M5Cardputer Audio Spectrum Display
A real-time audio analysis application for the M5Cardputer that provides a spectrum analyzer, oscilloscope, and musical tuner. It utilizes the ESP32-S3's I2S interface for high-speed microphone sampling and implements fixed-point FFT and wavelet-based pitch tracking for efficient signal processing.
Overview
The M5Cardputer Audio Spectrum Display is a versatile audio analysis tool ported to the M5Cardputer platform. Originally based on work for the M5StickC, this project transforms the ESP32-S3 powered handheld into a real-time signal visualizer. It leverages the built-in PDM microphone to capture audio data and provides three distinct modes of operation: a multi-band spectrum analyzer, a real-time oscilloscope, and a high-precision musical tuner.
Key Features
The application is designed to provide immediate visual feedback for audio signals through three specialized interfaces:
- Spectrum Analyzer: Displays audio intensity across eight frequency bands (ranging from 125Hz to 16kHz) using a color-coded bar graph with peak-hold functionality.

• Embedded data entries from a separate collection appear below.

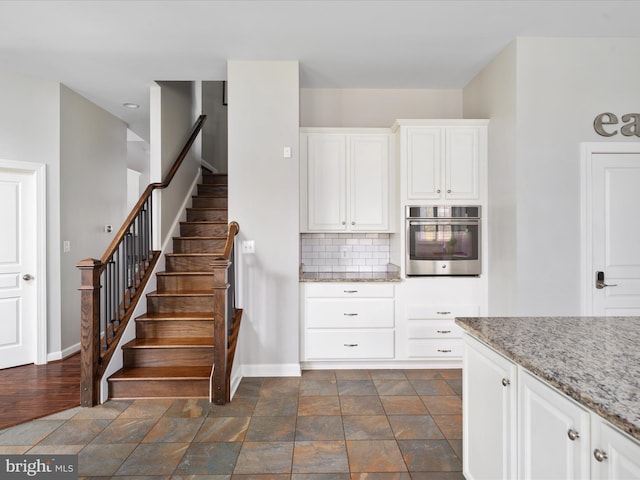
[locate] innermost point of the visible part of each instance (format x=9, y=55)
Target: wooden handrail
x=151, y=187
x=127, y=265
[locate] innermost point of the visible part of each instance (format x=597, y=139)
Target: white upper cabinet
x=345, y=182
x=442, y=160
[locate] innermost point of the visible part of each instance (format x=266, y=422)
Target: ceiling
x=112, y=51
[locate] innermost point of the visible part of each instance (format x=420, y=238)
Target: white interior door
x=19, y=293
x=613, y=229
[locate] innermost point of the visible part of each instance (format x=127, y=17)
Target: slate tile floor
x=326, y=424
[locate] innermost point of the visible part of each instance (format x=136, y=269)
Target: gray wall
x=172, y=121
x=215, y=130
x=355, y=107
x=93, y=193
x=560, y=86
x=263, y=199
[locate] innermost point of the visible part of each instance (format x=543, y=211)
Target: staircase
x=173, y=352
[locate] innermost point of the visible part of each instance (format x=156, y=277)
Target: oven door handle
x=448, y=221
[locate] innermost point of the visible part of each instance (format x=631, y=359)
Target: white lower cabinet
x=519, y=427
x=432, y=332
x=489, y=409
x=348, y=321
x=554, y=432
x=614, y=456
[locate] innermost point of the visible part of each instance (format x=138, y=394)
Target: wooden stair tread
x=179, y=274
x=170, y=342
x=182, y=293
x=162, y=373
x=177, y=316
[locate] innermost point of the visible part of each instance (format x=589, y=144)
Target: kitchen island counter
x=594, y=360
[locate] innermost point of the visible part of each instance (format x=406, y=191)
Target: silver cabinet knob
x=599, y=455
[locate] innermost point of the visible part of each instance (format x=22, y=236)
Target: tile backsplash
x=326, y=252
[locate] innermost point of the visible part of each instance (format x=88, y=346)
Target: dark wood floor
x=34, y=391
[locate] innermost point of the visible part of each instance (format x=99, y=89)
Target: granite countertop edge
x=350, y=277
x=536, y=365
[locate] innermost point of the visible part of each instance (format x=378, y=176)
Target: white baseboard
x=271, y=370
x=67, y=352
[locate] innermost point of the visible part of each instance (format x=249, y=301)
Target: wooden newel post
x=90, y=331
x=220, y=340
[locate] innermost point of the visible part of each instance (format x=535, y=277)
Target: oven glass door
x=443, y=241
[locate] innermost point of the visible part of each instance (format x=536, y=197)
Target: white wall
x=29, y=132
x=172, y=121
x=328, y=107
x=93, y=193
x=561, y=85
x=263, y=198
x=492, y=94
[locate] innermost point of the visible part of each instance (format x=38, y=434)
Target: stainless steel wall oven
x=443, y=240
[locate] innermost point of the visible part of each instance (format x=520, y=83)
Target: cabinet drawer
x=418, y=312
x=349, y=344
x=350, y=290
x=350, y=313
x=434, y=329
x=435, y=348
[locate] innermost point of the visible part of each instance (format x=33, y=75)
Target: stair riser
x=173, y=283
x=215, y=179
x=159, y=388
x=207, y=215
x=174, y=329
x=198, y=245
x=219, y=190
x=210, y=202
x=168, y=357
x=191, y=264
x=179, y=304
x=203, y=229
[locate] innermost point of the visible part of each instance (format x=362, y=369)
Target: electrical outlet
x=249, y=246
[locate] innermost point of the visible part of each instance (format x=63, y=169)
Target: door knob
x=600, y=284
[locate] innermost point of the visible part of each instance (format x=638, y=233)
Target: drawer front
x=434, y=329
x=350, y=290
x=369, y=313
x=441, y=312
x=419, y=348
x=349, y=344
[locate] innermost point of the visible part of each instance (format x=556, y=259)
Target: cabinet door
x=424, y=158
x=554, y=433
x=489, y=407
x=369, y=182
x=461, y=163
x=326, y=182
x=614, y=455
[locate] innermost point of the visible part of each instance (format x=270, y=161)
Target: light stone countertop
x=390, y=276
x=594, y=360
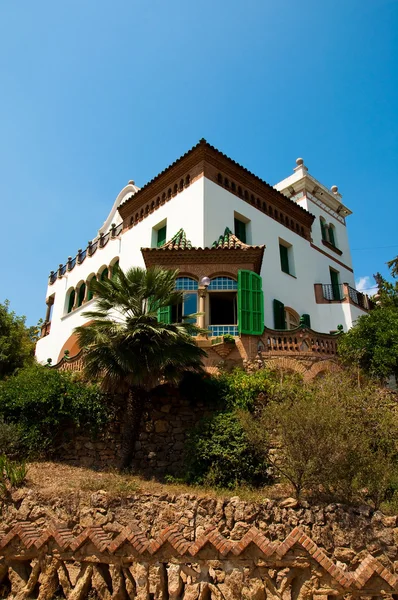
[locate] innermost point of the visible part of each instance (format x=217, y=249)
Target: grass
x=53, y=480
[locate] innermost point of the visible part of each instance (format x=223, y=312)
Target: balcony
x=326, y=293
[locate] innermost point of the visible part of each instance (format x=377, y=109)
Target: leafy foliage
x=43, y=401
x=333, y=436
x=11, y=442
x=219, y=454
x=12, y=474
x=372, y=344
x=16, y=345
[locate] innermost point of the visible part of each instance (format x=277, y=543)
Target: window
x=292, y=319
x=81, y=294
x=161, y=236
x=240, y=230
x=332, y=235
x=323, y=228
x=71, y=301
x=286, y=256
x=335, y=285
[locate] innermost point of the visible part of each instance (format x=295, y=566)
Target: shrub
x=43, y=402
x=11, y=443
x=12, y=474
x=219, y=454
x=332, y=436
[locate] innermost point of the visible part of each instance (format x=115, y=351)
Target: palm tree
x=129, y=349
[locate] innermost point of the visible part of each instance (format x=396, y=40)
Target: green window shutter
x=71, y=300
x=240, y=230
x=334, y=279
x=331, y=236
x=283, y=251
x=90, y=294
x=114, y=269
x=323, y=230
x=161, y=236
x=82, y=293
x=250, y=303
x=279, y=315
x=164, y=315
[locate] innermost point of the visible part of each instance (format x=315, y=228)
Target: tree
x=129, y=348
x=372, y=344
x=331, y=437
x=16, y=345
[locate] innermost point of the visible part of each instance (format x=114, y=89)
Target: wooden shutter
x=250, y=303
x=279, y=315
x=334, y=279
x=161, y=236
x=90, y=295
x=240, y=230
x=323, y=230
x=164, y=315
x=283, y=251
x=71, y=300
x=82, y=293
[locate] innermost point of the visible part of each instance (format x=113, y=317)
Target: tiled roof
x=229, y=240
x=178, y=242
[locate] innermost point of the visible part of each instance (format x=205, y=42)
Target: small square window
x=161, y=236
x=240, y=230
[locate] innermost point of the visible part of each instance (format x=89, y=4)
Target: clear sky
x=97, y=92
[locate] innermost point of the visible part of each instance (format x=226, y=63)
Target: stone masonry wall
x=186, y=547
x=160, y=447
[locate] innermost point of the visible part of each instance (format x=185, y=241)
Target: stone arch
x=72, y=345
x=286, y=364
x=322, y=366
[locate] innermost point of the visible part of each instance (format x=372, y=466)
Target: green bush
x=218, y=454
x=11, y=442
x=12, y=474
x=42, y=402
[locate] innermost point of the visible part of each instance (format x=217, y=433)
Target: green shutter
x=161, y=236
x=164, y=315
x=240, y=230
x=283, y=251
x=334, y=278
x=82, y=293
x=114, y=269
x=250, y=303
x=71, y=300
x=90, y=295
x=323, y=230
x=279, y=315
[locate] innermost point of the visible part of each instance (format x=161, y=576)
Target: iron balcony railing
x=81, y=255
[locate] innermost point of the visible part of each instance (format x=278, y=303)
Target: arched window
x=332, y=234
x=189, y=305
x=292, y=319
x=323, y=228
x=81, y=294
x=71, y=300
x=115, y=267
x=223, y=283
x=104, y=275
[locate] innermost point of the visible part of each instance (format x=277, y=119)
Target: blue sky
x=95, y=93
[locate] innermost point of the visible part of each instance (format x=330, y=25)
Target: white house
x=249, y=255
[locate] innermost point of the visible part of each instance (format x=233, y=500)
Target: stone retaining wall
x=160, y=447
x=194, y=548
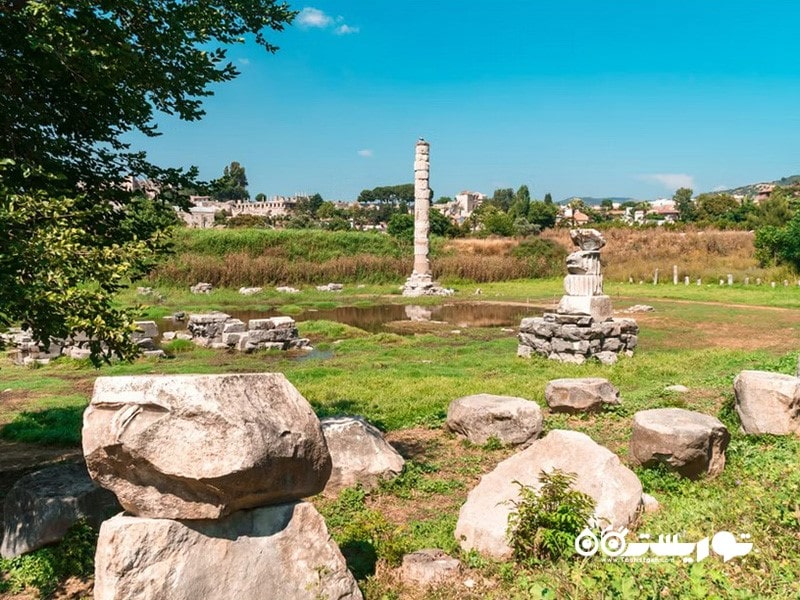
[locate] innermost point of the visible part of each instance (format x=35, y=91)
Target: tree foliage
x=76, y=76
x=232, y=186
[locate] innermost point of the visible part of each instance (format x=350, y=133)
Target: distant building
x=201, y=214
x=763, y=191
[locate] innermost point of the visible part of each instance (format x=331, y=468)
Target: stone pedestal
x=582, y=326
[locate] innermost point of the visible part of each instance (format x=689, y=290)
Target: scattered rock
x=691, y=443
x=359, y=453
x=768, y=402
x=678, y=389
x=512, y=421
x=483, y=520
x=430, y=566
x=203, y=446
x=277, y=552
x=640, y=308
x=650, y=504
x=201, y=288
x=43, y=505
x=145, y=329
x=249, y=291
x=580, y=394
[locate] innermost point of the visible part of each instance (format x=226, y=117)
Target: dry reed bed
x=706, y=254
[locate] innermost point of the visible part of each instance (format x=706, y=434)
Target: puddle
x=375, y=318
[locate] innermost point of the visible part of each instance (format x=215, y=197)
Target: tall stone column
x=422, y=202
x=421, y=281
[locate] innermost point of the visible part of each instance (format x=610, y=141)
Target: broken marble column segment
x=270, y=553
x=421, y=283
x=582, y=326
x=203, y=446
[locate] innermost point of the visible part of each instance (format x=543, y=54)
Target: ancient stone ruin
x=211, y=471
x=582, y=326
x=421, y=281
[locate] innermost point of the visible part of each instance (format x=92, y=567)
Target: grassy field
x=700, y=337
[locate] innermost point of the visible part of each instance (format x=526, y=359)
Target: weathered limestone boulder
x=513, y=421
x=203, y=446
x=580, y=394
x=359, y=453
x=689, y=442
x=428, y=567
x=145, y=329
x=43, y=505
x=768, y=402
x=483, y=520
x=271, y=553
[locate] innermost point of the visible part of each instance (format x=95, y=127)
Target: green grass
x=398, y=382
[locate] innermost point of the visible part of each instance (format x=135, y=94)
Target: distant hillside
x=591, y=201
x=751, y=189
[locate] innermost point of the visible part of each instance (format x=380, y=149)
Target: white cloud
x=671, y=181
x=346, y=30
x=313, y=17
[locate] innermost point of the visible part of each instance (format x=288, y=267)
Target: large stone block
x=273, y=553
x=689, y=442
x=617, y=492
x=598, y=307
x=359, y=453
x=768, y=402
x=511, y=420
x=580, y=394
x=203, y=446
x=43, y=505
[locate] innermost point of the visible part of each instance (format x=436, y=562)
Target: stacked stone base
x=576, y=338
x=423, y=285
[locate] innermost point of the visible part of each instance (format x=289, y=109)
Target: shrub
x=43, y=569
x=545, y=522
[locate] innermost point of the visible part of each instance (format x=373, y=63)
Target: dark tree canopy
x=75, y=76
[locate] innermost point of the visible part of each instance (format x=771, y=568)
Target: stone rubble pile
x=221, y=331
x=211, y=470
x=582, y=326
x=27, y=351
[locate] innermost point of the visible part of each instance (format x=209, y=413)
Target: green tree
x=502, y=199
x=542, y=214
x=232, y=185
x=774, y=211
x=779, y=244
x=76, y=77
x=522, y=203
x=684, y=205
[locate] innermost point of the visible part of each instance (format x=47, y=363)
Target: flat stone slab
x=768, y=402
x=691, y=443
x=273, y=553
x=359, y=454
x=203, y=446
x=582, y=394
x=511, y=420
x=617, y=492
x=43, y=505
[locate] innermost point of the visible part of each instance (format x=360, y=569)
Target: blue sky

- Oscilloscope: Provides a time-domain representation of the captured audio waveform, allowing users to see the raw signal shape and amplitude.
- Musical Tuner: Uses advanced pitch tracking to identify the fundamental frequency of an input signal, displaying the note name, octave, and cent deviation for precise instrument tuning.
Technical Implementation
The project is built on the Arduino framework but utilizes several low-level ESP32 features to ensure high performance. Audio data is captured via the I2S (Inter-IC Sound) peripheral, which is configured for PDM (Pulse Density Modulation) to interface with the M5Cardputer’s internal microphone.
To maintain a responsive UI while performing intensive mathematical calculations, the project employs FreeRTOS multitasking. The core logic is split across two tasks:
- The Main Loop: Handles user input (button presses to cycle modes) and high-speed I2S data acquisition.
- The Calculation Task: Pinned to a separate CPU core, this task performs the heavy lifting of signal processing, including the Fast Fourier Transform (FFT) and pitch detection, before updating the display sprite.
Signal Processing Libraries
Efficiency is achieved through the use of specialized signal processing implementations:
- fix_fft: A fixed-point Fast Fourier Transform library that avoids the overhead of floating-point math, making it ideal for real-time visualization on microcontrollers.
- dywapitchtrack: An implementation of the Dynamic Wavelet Algorithm for pitch tracking. This provides more robust frequency detection than simple zero-crossing methods, which is essential for the Tuner mode.
Hardware Support
This project is specifically tailored for the M5Cardputer, utilizing its 240x135 TFT display and integrated microphone. The display logic uses the LGFX_Sprite class to provide flicker-free updates by buffering frames in RAM before pushing them to the screen. The code is optimized for the ESP32-S3, taking advantage of its dual-core architecture to balance sampling and rendering.
Getting Started
To use the device, users can cycle through the different visualization modes using the main button (BtnA). The system automatically handles DC offset removal and noise floor filtering to ensure that the visualizations remain clean even in quiet environments. The spectrum analyzer uses a logarithmic scale for frequency mapping, providing a more natural representation of how humans perceive sound across the 8-band display.